Solo l'eccezionale apertura dei proiettori posti al limite del perimetro interno consentì di illuminarla insieme alla statue raffiguranti i fiumi Nilo, Tevere, Ebro, Camaro.
Il 2 giugno 2011, in occasione della festa della Repubblica il Pilone di Torre Faro venne illuminato con una coreografia di luci sui colori della bandiera tricolore.
Fu un evento che richiamò sul posto oltre 5.000 persone e venne seguito in diretta facebook da oltre ventimila persone con collegamenti dall'Australia e dal sud America.

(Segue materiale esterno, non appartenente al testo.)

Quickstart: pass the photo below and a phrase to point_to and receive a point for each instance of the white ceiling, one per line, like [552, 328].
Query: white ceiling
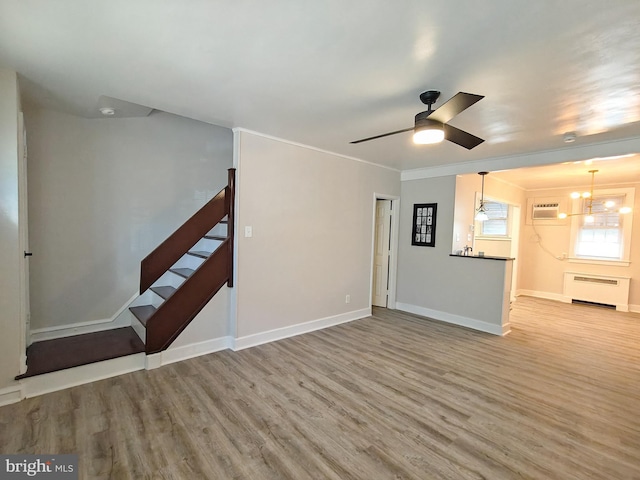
[323, 73]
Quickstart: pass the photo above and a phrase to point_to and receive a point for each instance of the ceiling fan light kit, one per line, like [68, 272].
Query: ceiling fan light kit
[427, 131]
[431, 125]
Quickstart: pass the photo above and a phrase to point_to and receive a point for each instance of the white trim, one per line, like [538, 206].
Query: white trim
[233, 292]
[71, 377]
[455, 319]
[558, 297]
[309, 147]
[11, 395]
[153, 361]
[293, 330]
[178, 354]
[509, 162]
[91, 326]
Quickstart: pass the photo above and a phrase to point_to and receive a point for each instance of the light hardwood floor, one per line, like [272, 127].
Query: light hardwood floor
[388, 397]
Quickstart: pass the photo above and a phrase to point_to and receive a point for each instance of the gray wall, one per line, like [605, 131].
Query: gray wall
[312, 218]
[462, 290]
[102, 194]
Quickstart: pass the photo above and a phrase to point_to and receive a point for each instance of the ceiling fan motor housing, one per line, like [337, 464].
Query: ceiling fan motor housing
[422, 121]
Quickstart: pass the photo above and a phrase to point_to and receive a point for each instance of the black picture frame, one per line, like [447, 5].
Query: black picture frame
[423, 233]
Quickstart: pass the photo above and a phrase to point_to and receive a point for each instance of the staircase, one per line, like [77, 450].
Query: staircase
[185, 271]
[177, 280]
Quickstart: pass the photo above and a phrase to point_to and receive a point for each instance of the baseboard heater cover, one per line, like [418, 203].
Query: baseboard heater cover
[604, 290]
[594, 304]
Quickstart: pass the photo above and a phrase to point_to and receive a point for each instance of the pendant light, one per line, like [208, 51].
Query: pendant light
[588, 196]
[481, 212]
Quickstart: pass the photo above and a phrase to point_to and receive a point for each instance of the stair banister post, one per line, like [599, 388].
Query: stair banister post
[231, 185]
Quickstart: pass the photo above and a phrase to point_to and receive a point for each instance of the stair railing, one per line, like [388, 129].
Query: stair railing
[177, 311]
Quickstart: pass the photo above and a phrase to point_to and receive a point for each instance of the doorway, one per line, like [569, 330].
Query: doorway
[383, 272]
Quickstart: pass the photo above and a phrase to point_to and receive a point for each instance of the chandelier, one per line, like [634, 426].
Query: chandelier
[588, 196]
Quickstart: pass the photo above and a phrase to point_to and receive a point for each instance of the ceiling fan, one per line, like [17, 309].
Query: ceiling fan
[431, 125]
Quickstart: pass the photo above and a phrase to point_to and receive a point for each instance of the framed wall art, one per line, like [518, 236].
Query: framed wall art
[424, 224]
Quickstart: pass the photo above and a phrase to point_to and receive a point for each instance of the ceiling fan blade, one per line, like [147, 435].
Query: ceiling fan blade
[460, 137]
[383, 135]
[452, 107]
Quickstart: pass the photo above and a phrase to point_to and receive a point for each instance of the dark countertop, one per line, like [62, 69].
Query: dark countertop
[484, 257]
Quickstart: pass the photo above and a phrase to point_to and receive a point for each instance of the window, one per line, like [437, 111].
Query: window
[497, 224]
[605, 234]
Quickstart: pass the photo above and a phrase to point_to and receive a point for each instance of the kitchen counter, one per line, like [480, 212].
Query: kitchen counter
[485, 257]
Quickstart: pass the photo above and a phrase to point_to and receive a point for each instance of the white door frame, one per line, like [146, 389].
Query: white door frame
[23, 228]
[393, 251]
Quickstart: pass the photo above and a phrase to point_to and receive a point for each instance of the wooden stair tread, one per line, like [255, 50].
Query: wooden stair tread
[143, 312]
[183, 272]
[68, 352]
[199, 253]
[164, 291]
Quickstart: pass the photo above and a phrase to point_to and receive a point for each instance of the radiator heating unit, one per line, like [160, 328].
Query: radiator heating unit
[602, 289]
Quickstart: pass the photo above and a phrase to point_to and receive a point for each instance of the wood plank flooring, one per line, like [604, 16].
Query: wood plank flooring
[392, 396]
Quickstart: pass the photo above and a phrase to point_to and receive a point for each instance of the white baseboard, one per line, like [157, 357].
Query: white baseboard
[468, 322]
[69, 330]
[558, 297]
[293, 330]
[71, 377]
[11, 395]
[177, 354]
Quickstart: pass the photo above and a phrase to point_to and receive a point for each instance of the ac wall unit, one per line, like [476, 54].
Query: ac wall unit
[545, 211]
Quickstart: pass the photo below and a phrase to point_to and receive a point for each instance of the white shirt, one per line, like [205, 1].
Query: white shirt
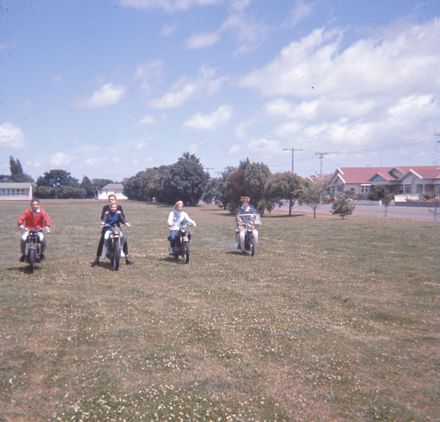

La brochure riportata sotto racconta quell'evento, che interesso il monumentale traliccio che detenne il primato di traliccio elettrico più alto al mondo per quasi vent'anni, ed una volta uscito di servizio perché i cavi elettrici che portavano l'elettricità dalla Sicilia all'Italia erano stati posati sul fondale dello stretto, assunse il posto d'onore, dietro la Tour Eiffel, di secondo traliccio monumentale al mondo.
L'impianto di illuminazione progettato illuminava una struttura reticolare dove i vuoti sono preponderanti rispetto ai pieni utilizzando 12 proiettori Philipps della potenza complessiva 3,48 kW.
L'evento ebbe una vasta eco, ed Il Venerdì di Repubblica gli dedicò un'articolo parlando di Tour Eiffel dello Stretto di Messina.